I just finished rereading Geraldine Brooks's novel, March, which I'm teaching to seniors this fall. I struggled at first on this rereading, wondering if my students would find it interesting. The jury will be out on this one until about October; nonetheless, I am excited about some of the teaching possibilities that the novel presents. Brooks focuses on the absent father in Louisa May Alcott's Little Women and imagines his journey south to serve as a chaplain to Union troops during the Civil War. March, who is an idealist and a man of "moral certainties," struggles to reconcile his beliefs with the complex world that is presented to him in war-torn Virginia. One thing I love about the book is that March has casual encounters and experiences with several historical figures, many of them writers.
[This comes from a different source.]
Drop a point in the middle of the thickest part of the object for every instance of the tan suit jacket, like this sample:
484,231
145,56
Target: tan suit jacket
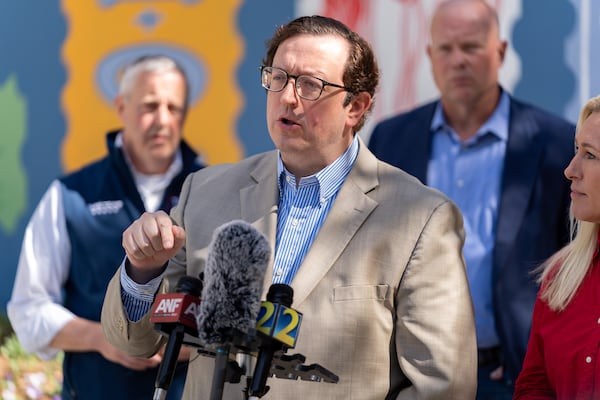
382,290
He lives alongside Emerson and Thoreau in Concord, Mass., aids John Brown well before the Harper's Ferry raid, and goes to a luncheon in honor of Nathaniel Hawthorne. He teaches Phyllis Wheatley and Frederick Douglass to former slaves during his time in the South. I think/hope I can weave all of these folks in while we're reading the novel as a way of introducing my students to more 19th century lit. Plus, I noticed that Brooks borrowed Louisa May Alcott's Hospital Sketches for her own depictions and modeled one of her characters off of Harriet Jacobs. Lots to work with here; I could conceivably spend the whole semester playing off this one novel. Above all, I most excited about the fact that Marmee and March are utterly human and therefore completely frustrating characters. Their decisions, omissions, and reactions with regard to each other should spark some serious Harkness discussions:)



Wednesday, July 16, 2008

At Princeton. Taking a break from reading...











These are photos from my two weeks at the Klingenstein Summer Institute. Some of my new colleagues (Mahasin and Rika featured above) and I spent a lazy afternoon on Princeton University's campus, which is absolutely stunning. My photos do not do it justice, but I tried to capture the variety of architecture and art that we encountered on our stroll. The shopping and eating alone are enough reason to spend four years in this town; plus, I hear the academics are pretty good, too.